Gericht schaut sich Brandort an
Im Prozess um die Explosion in Opladen ermöglicht Technik virtuellen Hausbesuch.
Die Richter waren vor Ort – in dem Wohngebäude an der Augustastraße 9 in Opladen. Jedenfalls virtuell. Die Technik ermöglichte es der 15. Großen Strafkammer des Kölner Landgerichts durch das Gebäude zu „gehen“, Zimmer für Zimmer, Etage für Etage. Bis zum Dachgeschoss, wo das Feuer am 13. Mai vergangenen Jahres ausbrach und das etwa 100 Jahre alte Gebäude unbewohnbar machte.
Die Möglichkeit, sich die von einem Computer simulierte Situation dreidimensional anzuschauen, gewährte ein Mitarbeiter der Versicherung, die letztlich den Großteil des Schadens begleichen muss.

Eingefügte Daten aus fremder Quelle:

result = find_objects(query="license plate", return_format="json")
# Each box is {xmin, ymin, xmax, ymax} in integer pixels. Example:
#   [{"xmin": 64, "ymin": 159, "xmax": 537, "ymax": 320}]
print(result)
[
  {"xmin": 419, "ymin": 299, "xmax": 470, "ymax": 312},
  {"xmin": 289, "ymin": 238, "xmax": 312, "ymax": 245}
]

Er machte mit einer Spezialkamera 360-Grad-Rundumaufnahmen, gleich mehrere, die dann der Computer zu einem Gesamtbild formte. Stichwort: virtuelle Realität.
Dabei konnte man erkennen, dass vor allem in der Küche und im Bad die Schäden der Explosion nicht so gravierend waren wie in den Räumen, die zur Straßenseite gelegen sind. Wichtig ist das als Indiz dafür, dass der Knall gegen 10.30 Uhr an diesem Freitagmorgen kaum eine Gasexplosion gewesen sein konnte, denn die Gastherme befand sich in der Küche. Das war nämlich zunächst damals vor Ort die Vermutung.
Bei späterer und genauerer Untersuchung von Sachverständigen verdichtete sich der Verdacht, dass das Feuer vorsätzlich gelegt sein musste. Die Brandermittler der Polizei hatten sogar einen eigens auf Brandbeschleuniger trainierten Hund angefordert. Der musste aus der Nähe von Bielefeld mit seiner Hundeführerin anreisen. Nachdem sukzessive einige Mauerreste beseitigt wurden, schlug die Schnüffelnase zweimal an. Die entdeckten Textilien wurden dann von einem Spezialgerät des Landeskriminalamtes untersucht.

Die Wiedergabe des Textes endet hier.